Com o encerramento do julgamento, a Corte determinou que as plataformas terão 60 dias para implementar mudanças estruturais, especialmente relacionadas ao chamado dever de cuidado, conceito que prevê a adoção de mecanismos para reduzir riscos de violações de direitos fundamentais no ambiente digital.
Na prática, o novo entendimento amplia a responsabilidade das empresas sobre o conteúdo que circula em suas plataformas. As companhias poderão ser responsabilizadas judicialmente quando houver falha sistêmica na prevenção ou na remoção de conteúdos ilícitos considerados graves, mesmo sem a existência de uma decisão judicial prévia em determinadas situações.
Quais conteúdos passam a exigir ação imediata
Entre os conteúdos incluídos no rol definido pelo Supremo estão publicações relacionadas a tentativas de golpe de Estado, terrorismo, racismo, homofobia, incitação à mutilação, violência contra mulheres e crianças e outras violações graves de direitos fundamentais.
A decisão representa uma mudança significativa em relação ao modelo anterior. Até então, a regra prevista no Marco Civil da Internet estabelecia que as plataformas, em geral, somente poderiam ser responsabilizadas pelo conteúdo de terceiros após o descumprimento de uma ordem judicial específica de remoção.
Aplicação imediata
O STF também declarou o trânsito em julgado da decisão, encerrando o prazo para novos recursos. Com isso, a tese fixada pela Corte passa a ter aplicação imediata e deverá orientar julgamentos semelhantes em todas as instâncias do Poder Judiciário.

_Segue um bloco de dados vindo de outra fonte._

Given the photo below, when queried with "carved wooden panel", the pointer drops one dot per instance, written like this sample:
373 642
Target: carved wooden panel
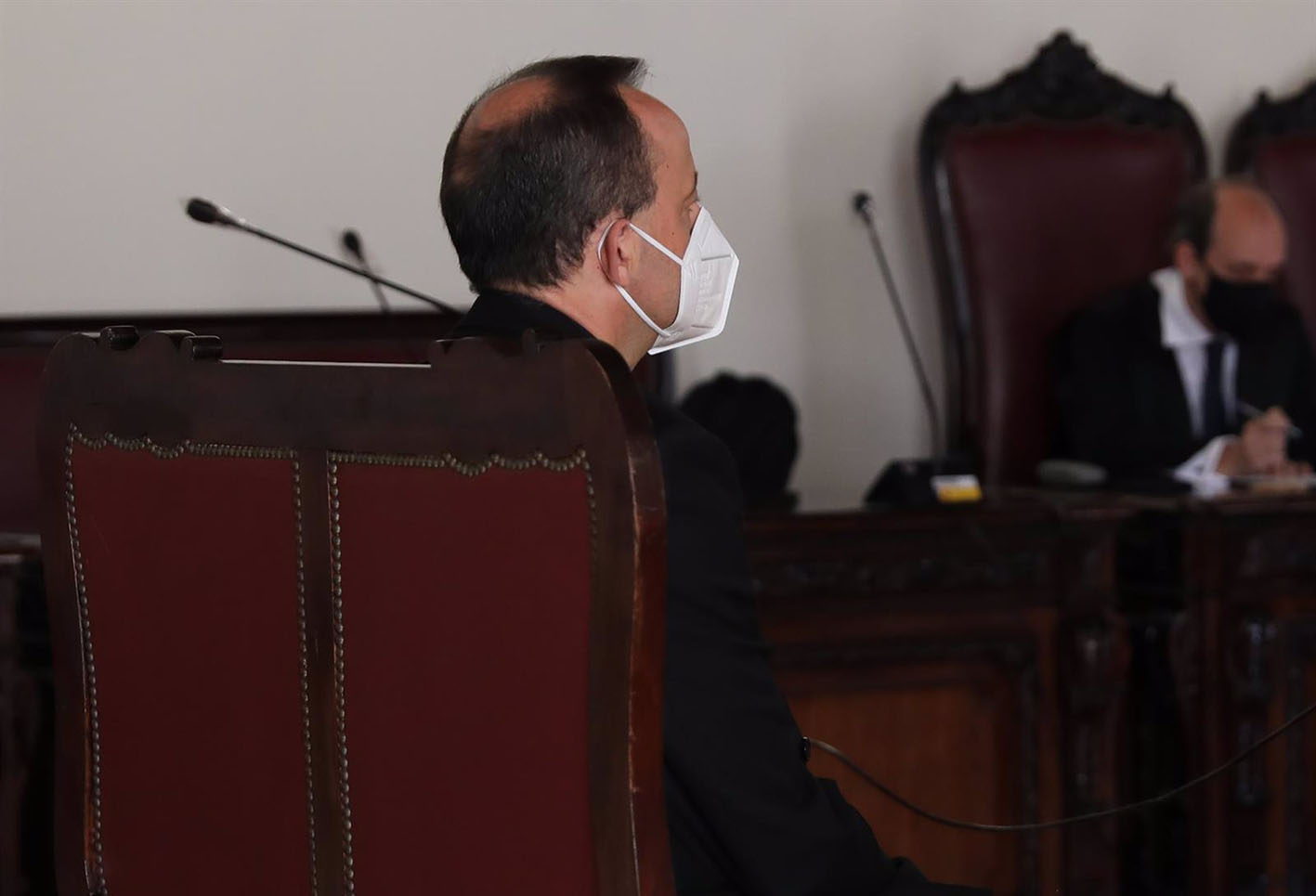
969 659
953 724
1252 568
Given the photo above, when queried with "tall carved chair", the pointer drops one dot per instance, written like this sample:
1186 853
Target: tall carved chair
1275 142
1041 191
337 630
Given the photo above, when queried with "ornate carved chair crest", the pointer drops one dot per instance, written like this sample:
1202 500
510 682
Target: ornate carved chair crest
1040 192
1275 142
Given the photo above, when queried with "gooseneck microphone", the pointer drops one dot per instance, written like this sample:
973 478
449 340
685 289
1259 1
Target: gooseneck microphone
352 245
864 208
207 212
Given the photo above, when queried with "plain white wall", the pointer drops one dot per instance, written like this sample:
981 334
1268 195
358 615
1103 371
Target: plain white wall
306 117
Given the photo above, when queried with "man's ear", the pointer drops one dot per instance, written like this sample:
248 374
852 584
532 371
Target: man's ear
1192 266
618 255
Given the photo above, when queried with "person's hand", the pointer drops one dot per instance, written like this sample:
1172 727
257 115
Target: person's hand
1262 448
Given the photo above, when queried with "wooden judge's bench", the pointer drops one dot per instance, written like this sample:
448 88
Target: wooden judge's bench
1031 656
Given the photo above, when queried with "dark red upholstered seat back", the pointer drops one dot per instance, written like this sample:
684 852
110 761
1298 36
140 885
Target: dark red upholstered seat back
1041 195
189 584
1275 142
336 630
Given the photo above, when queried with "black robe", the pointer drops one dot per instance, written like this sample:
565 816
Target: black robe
745 814
1120 395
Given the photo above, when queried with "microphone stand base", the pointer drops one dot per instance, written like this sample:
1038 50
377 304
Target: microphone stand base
924 482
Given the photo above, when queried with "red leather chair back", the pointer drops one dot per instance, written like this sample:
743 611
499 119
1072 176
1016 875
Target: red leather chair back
1275 142
329 628
1041 192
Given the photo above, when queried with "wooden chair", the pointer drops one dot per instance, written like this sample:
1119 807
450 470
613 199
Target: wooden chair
344 628
1274 141
1041 191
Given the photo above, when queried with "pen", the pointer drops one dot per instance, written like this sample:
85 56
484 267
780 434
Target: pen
1250 412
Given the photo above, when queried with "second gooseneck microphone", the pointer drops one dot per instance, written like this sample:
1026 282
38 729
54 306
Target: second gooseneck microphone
208 212
864 208
350 242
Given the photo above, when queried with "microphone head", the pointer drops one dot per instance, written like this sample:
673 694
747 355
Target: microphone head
207 212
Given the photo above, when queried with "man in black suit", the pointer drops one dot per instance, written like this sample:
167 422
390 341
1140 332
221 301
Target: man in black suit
571 201
1201 371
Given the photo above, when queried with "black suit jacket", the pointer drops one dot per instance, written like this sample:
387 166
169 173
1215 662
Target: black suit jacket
1120 396
745 816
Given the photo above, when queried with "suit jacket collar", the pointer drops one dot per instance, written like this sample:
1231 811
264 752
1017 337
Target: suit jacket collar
498 312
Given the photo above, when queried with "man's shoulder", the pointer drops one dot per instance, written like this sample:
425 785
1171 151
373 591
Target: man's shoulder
697 464
1133 300
1121 315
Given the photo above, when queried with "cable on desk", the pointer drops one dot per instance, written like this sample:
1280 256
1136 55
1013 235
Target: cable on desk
1058 823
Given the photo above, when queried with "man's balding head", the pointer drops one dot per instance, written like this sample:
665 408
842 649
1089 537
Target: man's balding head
1230 229
537 162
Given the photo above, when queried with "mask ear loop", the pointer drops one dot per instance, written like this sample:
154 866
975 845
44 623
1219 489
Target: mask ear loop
634 305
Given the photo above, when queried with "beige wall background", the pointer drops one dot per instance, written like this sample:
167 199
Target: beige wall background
308 117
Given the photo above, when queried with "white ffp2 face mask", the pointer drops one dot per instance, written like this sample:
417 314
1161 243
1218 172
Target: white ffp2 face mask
707 279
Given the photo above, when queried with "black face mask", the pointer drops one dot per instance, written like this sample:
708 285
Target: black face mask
1233 306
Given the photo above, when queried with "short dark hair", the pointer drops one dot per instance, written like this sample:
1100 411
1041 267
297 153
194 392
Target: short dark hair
1195 214
519 199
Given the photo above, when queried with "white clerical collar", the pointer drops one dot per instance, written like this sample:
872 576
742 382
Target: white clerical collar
1179 327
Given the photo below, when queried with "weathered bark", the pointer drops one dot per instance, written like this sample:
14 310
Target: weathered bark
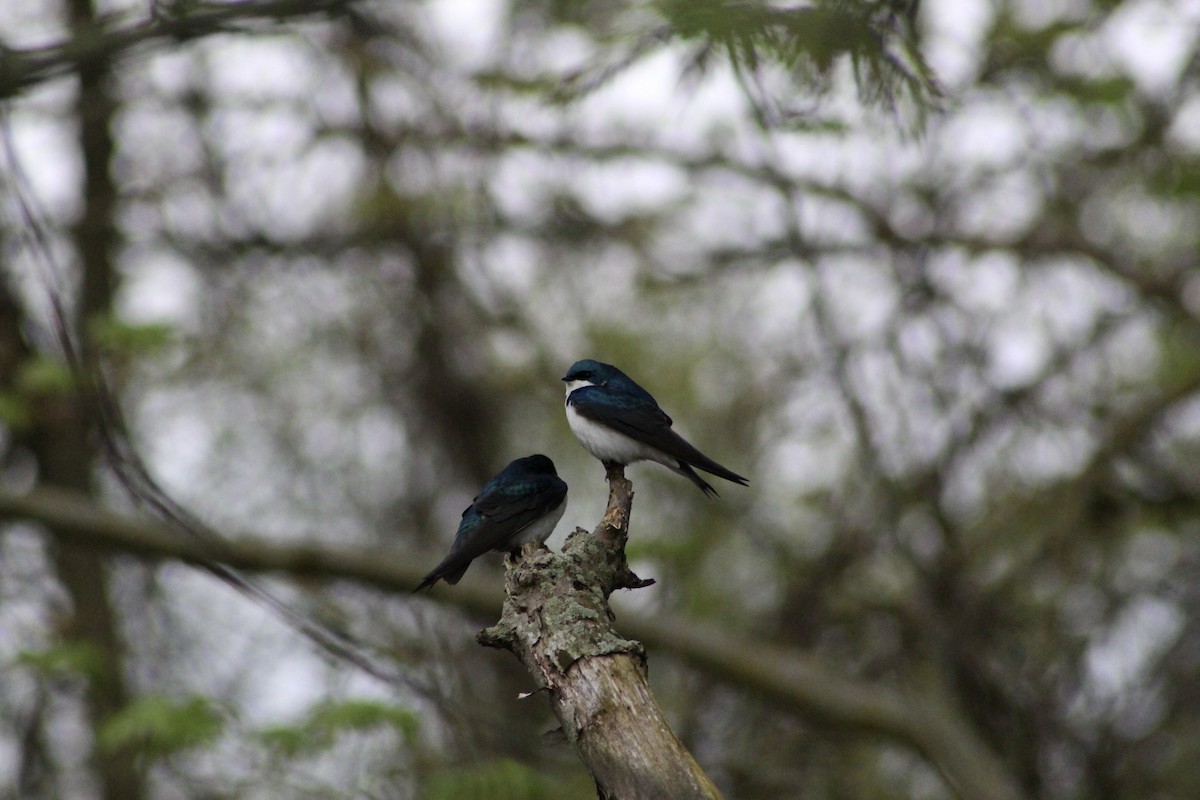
60 438
557 621
796 680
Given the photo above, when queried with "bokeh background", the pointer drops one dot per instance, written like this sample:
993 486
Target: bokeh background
925 274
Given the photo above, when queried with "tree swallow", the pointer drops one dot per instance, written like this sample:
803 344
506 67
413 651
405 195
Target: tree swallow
619 422
520 505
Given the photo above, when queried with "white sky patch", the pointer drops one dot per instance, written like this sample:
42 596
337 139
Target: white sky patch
261 67
1120 661
1152 40
160 288
985 134
1019 353
469 29
955 30
630 186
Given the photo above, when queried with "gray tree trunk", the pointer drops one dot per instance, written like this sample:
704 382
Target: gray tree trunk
557 621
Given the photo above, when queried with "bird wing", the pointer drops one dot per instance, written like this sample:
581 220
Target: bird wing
640 417
508 510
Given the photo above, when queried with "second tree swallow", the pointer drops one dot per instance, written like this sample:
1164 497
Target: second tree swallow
520 505
619 422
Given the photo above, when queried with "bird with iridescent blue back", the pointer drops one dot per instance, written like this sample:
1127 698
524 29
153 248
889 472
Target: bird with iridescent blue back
522 504
619 422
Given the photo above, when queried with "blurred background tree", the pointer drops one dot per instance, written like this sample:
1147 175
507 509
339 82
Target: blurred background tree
339 254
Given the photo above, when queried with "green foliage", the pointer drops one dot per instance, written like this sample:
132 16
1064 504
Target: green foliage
161 726
43 377
502 780
111 334
327 721
65 660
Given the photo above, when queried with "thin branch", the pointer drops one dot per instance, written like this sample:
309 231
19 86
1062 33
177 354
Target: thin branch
22 68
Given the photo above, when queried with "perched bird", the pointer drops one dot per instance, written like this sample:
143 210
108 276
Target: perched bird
618 422
521 504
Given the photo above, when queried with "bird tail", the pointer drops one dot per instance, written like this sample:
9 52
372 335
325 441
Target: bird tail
690 474
449 572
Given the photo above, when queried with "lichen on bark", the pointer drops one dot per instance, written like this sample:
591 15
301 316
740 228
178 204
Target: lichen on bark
558 623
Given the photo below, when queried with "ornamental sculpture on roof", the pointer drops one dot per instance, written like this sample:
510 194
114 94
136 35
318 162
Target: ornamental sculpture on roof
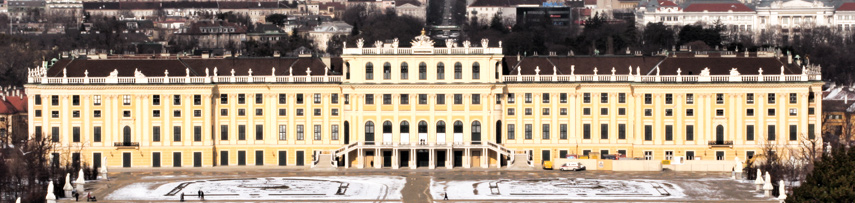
422 41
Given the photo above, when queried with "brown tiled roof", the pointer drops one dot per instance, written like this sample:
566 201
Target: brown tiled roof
197 66
668 66
503 3
582 64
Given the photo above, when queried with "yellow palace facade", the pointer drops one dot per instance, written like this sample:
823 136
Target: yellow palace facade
464 105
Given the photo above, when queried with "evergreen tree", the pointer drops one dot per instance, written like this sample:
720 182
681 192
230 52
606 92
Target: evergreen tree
832 179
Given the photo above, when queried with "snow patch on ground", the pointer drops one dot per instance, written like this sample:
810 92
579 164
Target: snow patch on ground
268 188
555 189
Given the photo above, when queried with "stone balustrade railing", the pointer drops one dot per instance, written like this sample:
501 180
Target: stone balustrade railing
183 80
409 51
660 78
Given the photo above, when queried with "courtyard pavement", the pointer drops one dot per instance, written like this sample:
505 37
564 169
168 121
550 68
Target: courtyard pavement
425 185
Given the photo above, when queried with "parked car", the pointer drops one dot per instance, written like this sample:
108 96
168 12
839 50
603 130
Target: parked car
572 166
547 165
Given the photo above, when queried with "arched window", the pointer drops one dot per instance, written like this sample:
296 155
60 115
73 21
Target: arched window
422 71
126 132
440 127
440 71
458 127
476 71
405 71
387 127
369 133
405 127
476 132
369 71
422 127
387 71
458 70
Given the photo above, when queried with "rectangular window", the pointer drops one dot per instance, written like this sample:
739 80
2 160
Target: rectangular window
317 132
334 132
300 130
719 98
241 132
283 132
794 131
369 98
749 98
197 133
176 133
224 132
563 132
586 131
54 133
793 98
669 133
75 134
690 98
771 98
604 131
770 133
690 132
749 132
604 98
669 99
648 99
648 132
422 98
528 131
586 98
259 98
545 129
197 99
176 99
259 132
96 134
511 132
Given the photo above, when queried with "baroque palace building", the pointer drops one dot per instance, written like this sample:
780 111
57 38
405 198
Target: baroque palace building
464 105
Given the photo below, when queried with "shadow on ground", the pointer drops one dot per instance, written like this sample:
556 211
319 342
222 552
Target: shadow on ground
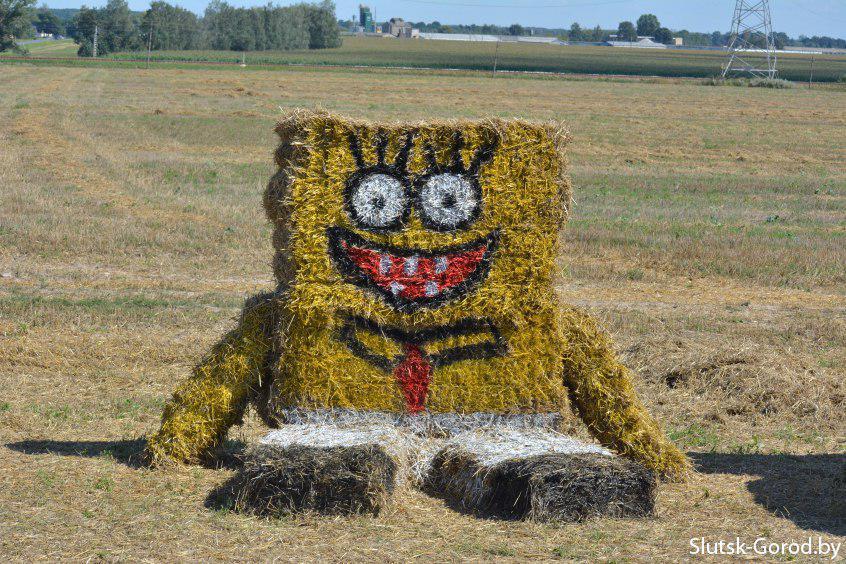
810 490
128 451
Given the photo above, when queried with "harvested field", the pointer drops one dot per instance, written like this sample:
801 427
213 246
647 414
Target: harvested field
708 236
523 57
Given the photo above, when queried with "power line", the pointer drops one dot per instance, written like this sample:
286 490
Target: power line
523 6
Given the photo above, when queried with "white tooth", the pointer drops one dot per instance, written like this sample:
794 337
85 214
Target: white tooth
410 266
384 264
396 288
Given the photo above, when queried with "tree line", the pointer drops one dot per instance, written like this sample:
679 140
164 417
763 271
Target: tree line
646 25
223 27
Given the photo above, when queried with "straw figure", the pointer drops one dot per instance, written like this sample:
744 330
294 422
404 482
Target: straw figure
415 336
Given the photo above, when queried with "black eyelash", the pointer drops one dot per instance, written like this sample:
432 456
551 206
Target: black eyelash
400 165
482 155
401 160
381 145
355 149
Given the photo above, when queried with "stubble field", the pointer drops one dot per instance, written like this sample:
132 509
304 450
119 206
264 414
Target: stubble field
709 235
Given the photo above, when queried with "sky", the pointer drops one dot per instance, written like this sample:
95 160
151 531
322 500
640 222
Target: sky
794 17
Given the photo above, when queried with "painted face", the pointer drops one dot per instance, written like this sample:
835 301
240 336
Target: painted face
422 267
381 198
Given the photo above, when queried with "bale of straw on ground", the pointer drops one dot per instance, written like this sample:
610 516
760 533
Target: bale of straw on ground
551 487
276 481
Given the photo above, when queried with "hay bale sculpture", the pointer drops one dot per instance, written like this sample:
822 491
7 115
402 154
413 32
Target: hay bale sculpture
415 335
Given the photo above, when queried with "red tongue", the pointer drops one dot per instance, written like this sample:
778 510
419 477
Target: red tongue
413 375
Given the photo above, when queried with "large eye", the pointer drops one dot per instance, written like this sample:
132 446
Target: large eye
379 201
449 201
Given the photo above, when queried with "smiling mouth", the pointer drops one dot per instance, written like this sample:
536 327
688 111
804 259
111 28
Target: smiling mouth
409 279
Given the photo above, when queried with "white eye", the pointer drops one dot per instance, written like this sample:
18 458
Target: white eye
449 201
378 202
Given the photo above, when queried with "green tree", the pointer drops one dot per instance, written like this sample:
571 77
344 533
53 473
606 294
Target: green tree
47 22
576 32
626 32
164 26
15 20
83 25
598 34
119 30
323 27
663 35
647 24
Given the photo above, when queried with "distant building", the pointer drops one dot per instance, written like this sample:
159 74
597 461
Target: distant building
492 38
398 28
641 43
365 18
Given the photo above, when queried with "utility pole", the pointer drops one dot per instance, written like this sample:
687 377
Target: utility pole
751 22
811 76
150 40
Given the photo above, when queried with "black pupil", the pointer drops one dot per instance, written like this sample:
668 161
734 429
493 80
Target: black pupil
378 202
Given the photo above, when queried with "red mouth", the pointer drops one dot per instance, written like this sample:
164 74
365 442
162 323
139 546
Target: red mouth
412 278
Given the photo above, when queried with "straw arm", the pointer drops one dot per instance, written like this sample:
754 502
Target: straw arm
601 390
204 407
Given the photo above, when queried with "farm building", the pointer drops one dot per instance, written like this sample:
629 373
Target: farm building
399 28
641 43
492 38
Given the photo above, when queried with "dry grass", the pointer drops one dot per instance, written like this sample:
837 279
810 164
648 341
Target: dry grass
708 235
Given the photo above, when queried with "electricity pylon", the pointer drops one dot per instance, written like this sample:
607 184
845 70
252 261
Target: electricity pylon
751 36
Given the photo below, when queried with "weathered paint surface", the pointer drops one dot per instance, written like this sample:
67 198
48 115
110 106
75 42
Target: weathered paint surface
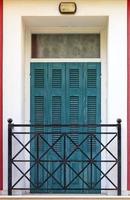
1 96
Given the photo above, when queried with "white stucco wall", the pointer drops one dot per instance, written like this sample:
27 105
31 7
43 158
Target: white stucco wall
14 67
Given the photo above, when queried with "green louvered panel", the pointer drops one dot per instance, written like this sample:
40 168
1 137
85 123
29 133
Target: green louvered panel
93 117
56 78
74 78
39 109
91 78
56 119
39 78
66 93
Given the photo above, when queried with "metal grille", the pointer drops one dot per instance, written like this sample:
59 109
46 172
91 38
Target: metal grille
105 161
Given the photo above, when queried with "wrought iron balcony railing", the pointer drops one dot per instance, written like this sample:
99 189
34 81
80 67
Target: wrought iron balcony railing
59 158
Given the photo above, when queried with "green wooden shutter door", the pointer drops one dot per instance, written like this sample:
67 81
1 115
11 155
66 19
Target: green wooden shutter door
56 107
65 93
93 99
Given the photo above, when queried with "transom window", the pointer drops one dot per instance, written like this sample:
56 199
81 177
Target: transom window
65 45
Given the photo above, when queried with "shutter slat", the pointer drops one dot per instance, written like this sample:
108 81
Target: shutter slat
39 78
74 78
56 78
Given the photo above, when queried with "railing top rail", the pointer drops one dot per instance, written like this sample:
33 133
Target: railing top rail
64 125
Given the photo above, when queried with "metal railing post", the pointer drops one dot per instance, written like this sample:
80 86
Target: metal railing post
119 154
10 156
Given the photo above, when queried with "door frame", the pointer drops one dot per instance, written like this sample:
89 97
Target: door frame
102 60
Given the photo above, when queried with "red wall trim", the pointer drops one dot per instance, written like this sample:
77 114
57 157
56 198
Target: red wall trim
128 90
1 94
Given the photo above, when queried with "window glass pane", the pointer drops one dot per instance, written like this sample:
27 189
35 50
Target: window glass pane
65 45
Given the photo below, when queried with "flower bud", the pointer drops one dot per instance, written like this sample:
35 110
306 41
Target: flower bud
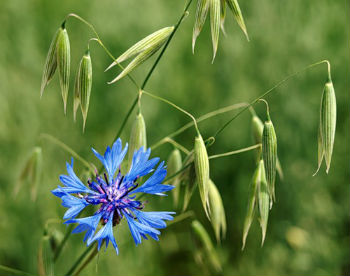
50 63
201 164
45 257
328 118
252 202
217 211
83 86
174 164
138 137
63 63
264 201
269 155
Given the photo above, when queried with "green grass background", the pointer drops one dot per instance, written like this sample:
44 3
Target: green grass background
285 37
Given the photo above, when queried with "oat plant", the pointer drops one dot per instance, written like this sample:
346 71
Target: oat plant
130 173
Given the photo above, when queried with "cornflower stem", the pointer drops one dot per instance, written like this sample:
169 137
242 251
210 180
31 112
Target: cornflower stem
97 39
181 217
80 259
86 262
199 119
14 271
271 90
175 106
67 149
63 242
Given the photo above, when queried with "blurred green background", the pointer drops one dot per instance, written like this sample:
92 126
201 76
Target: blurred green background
308 231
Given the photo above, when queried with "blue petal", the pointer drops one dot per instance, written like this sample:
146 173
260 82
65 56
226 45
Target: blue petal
140 165
139 230
61 191
153 219
105 233
72 182
112 157
88 224
153 184
75 205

Para preservar a segurança jurídica, os ministros decidiram que o novo entendimento terá efeitos retroativos a partir de 5 de agosto de 2025, data da publicação da ata do julgamento original sobre o Marco Civil da Internet. A exceção será aplicada aos casos considerados continuados ou permanentes, que seguirão as regras estabelecidas na redação final aprovada pelo tribunal.
Recursos das plataformas
A redação definitiva da tese foi consolidada após a análise de recursos apresentados pela Meta Platforms, controladora do Facebook, e pelo Google, além de manifestações de entidades que participaram do processo como interessadas.
O julgamento teve como base os Recursos Extraordinários nº 1.037.396 e nº 1.057.258, relatados pelos ministros Dias Toffoli e Luiz Fux, e marca um novo capítulo no debate sobre a regulação das plataformas digitais e a responsabilidade das empresas pela circulação de conteúdos na internet.